La vie étonnante d’Ida Pfeiffer, globe-trotteuse du XIXème siècle

Nombreuses sont les femmes qui ont parcouru le monde au cours du XIXème siècle. Beaucoup sont anglaises ou françaises ; Mme Pfeiffer, elle, est née à Vienne en Autriche. Beaucoup ont manifesté très jeunes leur goût pour l’aventure et sont parties sur les chemins du monde aussitôt atteint l’âge adulte ; Madame Pfeiffer, elle, a « largué les amarres » alors qu’elle était âgée de 45 ans, laissant derrière elle une existence un peu terne, mais certes déjà bien remplie.

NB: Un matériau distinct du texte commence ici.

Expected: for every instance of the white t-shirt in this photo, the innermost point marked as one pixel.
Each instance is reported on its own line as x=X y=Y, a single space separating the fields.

Beaucoup de ces exploratrices sont parties dans un premier temps pour accompagner un mari, un savant, un autre aventurier ; Madame Pfeiffer, elle, était une voyageuse solitaire ou tenait le rôle principal dans des expéditions. Beaucoup de ces femmes émancipées sont restées célèbres pour les découvertes qu’elles ont réalisées dans une partie du monde, que ce soit dans les déserts africains, les montagnes Rocheuses ou les îles lointaines du Pacifique (Lisa Cristiani en est un bon exemple). En ce qui concerne Ida Pfeiffer, ses pas l’ont conduite aux quatre points cardinaux, de l’Islande à la vallée du Nil, du Cap Horn à Madagascar. Ce dernier voyage, bien commencé, mal terminé, a été la cause indirecte de sa mort. Si tant est qu’il y ait une « retraite » pour les voyageurs, Ida Pfeiffer n’a jamais eu le temps d’en profiter : elle mourut un an après son dernier périple à Madagascar, âgée de 61 ans. Les mauvais traitements subis à la fin de son séjour eurent raison d’une santé déjà fragilisée par les péripéties des expéditions précédentes. De par la richesse des témoignages qu’elle a rapportés de ses nombreux voyages et consignées dans une quantité importante de publications, Ida Pfeiffer est considérée comme l’une des personnalités marquantes du monde des globe-trotteuses, bien qu’elle ait fait preuve, de son vivant, de la plus grande modestie quant à ses travaux et aux périls qu’elle a encourus.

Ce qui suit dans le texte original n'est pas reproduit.